Se se olhar ao cartaz deste novembro, há concertos que se enquadram nesse guião. Ivo Martins realça dois: o do coletivo liderado pelo baterista Hamid Drake, a dar “um colorido muito mais interessante de expressões artísticas, visuais e sonoras” à obra de Alice Coltrane, graças, por exemplo, à dança e à spoken word de Ndoho Ange e à eletrónica de Jan Bang, a 12 de novembro, e aquele que reinterpretou Ibéria, trabalho do guitarrista vimaranense Manuel d’Oliveira, que atuou com os músicos espanhóis Jorge Pardo e Carles Benavent e a Orquestra de Guimarães, a 17 de novembro.
“O concerto do Manuel d’Oliveira foi interessantíssimo. Trabalhou muito bem o concerto com a Orquestra de Guimarães. Trabalhámos um conjunto de situações, de pessoas, de interesses, de formas de estar, e explorássemos coisas com as quais as pessoas não estariam muito a contar”, realça o diretor artístico.
O responsável elogiou ainda a reinterpretação de Jazz in the space age, obra seminal de George Russell, lançada em 1960, por nomes emergentes do jazz: os pianistas Ethan Iverson e David Virelles, na companhia da Orquestra de Jazz de Matosinhos, a fechar o cartaz.
Para o responsável, a vantagem de se “fazer pontes entre pessoas que eventualmente nunca se encontrariam” noutro contexto é a de apresentar coisas “de maneira diferente e muito mais apelativa”, a de fazer com que “os dois lados juntos sejam maiores do que quando separados”.
Victor Garcia noite fora: “Nunca vi um perfil parecido com o dele nas jams”
Referência do festival, as jam sessions regressaram ao café-concerto do CCVF, entre 10 e 12 de novembro, e ao Convívio, entre 17 e 19 de novembro, tendo corrido “muito bem”. “As jam sessions concorreram extremamente bem. Os músicos deram-se completamente ao trabalho. É preciso ter muita força e energia para aguentar todos estes dias a ensinar e a tocar”, descreve Ivo Martins.
Essa visão merece a concordância do presidente do Convívio, Carlos Jordão. Responsável pelo primeiro dos concertos no dia de encerramento do festival, o Victor Garcia Group teve ainda a seu cargo as oficinas de jazz e as jam sessions.

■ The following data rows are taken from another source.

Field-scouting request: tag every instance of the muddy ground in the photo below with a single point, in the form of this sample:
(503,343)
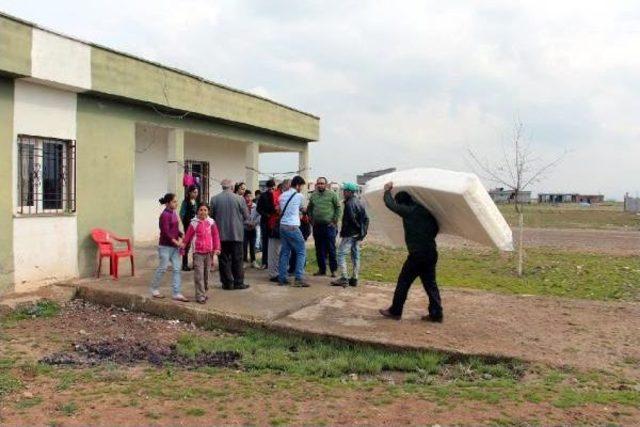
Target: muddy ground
(114,382)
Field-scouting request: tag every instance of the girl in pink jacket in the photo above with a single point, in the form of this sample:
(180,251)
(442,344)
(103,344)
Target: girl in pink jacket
(204,232)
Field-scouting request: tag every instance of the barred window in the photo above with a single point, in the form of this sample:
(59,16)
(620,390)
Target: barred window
(46,175)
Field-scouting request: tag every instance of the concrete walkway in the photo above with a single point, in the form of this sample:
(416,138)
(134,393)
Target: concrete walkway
(557,331)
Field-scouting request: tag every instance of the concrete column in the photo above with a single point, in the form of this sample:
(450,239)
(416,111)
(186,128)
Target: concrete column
(252,162)
(303,165)
(175,161)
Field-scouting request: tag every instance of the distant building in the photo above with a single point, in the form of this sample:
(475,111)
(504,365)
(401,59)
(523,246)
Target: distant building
(501,195)
(570,198)
(365,177)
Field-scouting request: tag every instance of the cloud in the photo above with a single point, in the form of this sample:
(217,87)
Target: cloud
(406,83)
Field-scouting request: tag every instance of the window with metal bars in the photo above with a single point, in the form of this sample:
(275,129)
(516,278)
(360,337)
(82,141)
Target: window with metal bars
(46,175)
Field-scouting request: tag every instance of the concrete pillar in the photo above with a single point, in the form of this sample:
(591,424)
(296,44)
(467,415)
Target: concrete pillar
(175,162)
(252,162)
(303,165)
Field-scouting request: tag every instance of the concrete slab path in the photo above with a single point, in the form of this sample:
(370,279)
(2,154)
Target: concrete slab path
(585,334)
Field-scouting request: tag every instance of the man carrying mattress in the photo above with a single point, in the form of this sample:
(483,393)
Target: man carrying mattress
(420,230)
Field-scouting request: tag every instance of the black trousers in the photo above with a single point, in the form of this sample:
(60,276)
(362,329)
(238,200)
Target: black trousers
(231,268)
(249,245)
(264,237)
(324,236)
(423,265)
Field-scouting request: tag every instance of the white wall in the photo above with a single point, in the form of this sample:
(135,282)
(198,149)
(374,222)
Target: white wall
(227,159)
(45,248)
(150,180)
(60,60)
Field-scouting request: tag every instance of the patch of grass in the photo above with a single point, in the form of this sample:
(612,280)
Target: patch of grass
(28,403)
(195,412)
(8,383)
(331,359)
(609,216)
(42,308)
(67,409)
(547,272)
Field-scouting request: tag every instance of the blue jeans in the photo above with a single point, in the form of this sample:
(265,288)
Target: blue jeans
(168,254)
(349,245)
(324,236)
(291,240)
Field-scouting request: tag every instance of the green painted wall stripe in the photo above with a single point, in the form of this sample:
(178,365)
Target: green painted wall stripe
(15,47)
(123,76)
(6,211)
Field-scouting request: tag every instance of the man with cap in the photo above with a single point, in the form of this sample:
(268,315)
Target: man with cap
(355,224)
(420,230)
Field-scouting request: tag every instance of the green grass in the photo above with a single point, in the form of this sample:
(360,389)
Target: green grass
(295,355)
(606,216)
(547,272)
(43,308)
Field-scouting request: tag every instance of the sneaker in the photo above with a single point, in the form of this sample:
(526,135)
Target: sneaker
(300,283)
(180,297)
(433,319)
(386,313)
(340,282)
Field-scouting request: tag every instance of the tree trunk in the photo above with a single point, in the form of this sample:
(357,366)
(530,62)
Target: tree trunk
(520,243)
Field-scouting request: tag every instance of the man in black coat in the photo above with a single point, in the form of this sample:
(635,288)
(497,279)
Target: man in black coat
(420,230)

E o “jazz latino-americano” do coletivo de Chicago, com “muito ritmo”, despertou “uma energia contagiante” no público que afluiu ao Convívio por três noites, descreve. “Como de costume, as jams estiveram completamente cheias, e as pessoas estavam sempre a querer ouvir”, vinca.

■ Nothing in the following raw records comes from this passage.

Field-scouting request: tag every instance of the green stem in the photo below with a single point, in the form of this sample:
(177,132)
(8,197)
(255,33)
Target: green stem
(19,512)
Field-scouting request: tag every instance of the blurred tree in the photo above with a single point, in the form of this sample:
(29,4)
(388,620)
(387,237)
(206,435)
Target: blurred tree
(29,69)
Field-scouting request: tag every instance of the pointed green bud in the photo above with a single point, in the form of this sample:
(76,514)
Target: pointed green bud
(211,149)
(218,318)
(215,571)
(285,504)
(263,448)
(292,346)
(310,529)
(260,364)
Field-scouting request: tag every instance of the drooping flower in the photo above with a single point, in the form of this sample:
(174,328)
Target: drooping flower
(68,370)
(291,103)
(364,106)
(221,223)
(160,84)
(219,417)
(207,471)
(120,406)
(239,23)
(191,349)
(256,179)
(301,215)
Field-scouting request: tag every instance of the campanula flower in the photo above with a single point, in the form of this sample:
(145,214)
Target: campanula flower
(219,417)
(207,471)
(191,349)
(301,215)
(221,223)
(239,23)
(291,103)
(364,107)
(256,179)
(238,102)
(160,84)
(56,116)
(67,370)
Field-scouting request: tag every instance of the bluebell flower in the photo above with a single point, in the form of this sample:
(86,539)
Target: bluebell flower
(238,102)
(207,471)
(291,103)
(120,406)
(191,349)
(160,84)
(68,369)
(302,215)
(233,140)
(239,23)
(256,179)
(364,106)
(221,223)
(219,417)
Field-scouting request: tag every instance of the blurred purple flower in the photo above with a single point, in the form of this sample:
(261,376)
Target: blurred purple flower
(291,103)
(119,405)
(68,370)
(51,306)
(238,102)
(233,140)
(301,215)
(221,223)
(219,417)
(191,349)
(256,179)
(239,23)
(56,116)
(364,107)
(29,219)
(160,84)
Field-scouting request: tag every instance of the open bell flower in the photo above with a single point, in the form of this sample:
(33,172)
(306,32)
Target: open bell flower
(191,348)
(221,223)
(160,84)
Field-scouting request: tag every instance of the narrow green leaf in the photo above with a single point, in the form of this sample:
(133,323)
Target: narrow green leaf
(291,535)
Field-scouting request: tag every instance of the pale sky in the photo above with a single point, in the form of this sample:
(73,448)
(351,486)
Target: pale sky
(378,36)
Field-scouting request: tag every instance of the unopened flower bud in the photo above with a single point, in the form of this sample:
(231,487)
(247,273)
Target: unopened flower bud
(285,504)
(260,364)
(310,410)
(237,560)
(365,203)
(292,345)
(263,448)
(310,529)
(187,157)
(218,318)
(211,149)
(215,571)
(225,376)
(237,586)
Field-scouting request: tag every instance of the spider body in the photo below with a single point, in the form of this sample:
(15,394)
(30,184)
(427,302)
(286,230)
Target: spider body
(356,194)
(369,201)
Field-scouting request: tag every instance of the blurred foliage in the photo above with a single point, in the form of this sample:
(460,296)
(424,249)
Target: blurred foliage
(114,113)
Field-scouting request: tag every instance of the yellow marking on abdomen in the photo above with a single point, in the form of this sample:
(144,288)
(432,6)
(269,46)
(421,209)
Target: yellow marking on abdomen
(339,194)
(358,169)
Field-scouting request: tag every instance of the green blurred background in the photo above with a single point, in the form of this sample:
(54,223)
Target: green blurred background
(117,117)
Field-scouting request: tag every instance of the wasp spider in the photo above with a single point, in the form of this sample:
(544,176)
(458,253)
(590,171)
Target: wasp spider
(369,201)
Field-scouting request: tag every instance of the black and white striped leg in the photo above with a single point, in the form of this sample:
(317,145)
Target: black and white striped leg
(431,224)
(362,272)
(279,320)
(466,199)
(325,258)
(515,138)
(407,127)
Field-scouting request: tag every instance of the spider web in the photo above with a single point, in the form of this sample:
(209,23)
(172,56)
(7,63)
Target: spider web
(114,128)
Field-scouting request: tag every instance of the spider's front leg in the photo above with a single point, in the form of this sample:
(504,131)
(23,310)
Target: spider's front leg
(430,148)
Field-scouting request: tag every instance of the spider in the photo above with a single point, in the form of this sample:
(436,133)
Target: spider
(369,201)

Os elogios de Carlos Jordão abarcam a “seriedade e profissionalismo” de um grupo com uma forma de estar que se destacou. “No sábado, passaram por lá quatro músicos do David Murray. O Victor Garcia foi extremamente profissional. Não fez a mesma jam entre o que tocou com os músicos do David Murray e, depois, com os jovens da ESMAE. Nunca mais saía do palco, a tocar com toda a gente. Foi excecional. Nunca vi um perfil parecido com o dele nas jams”, descreve.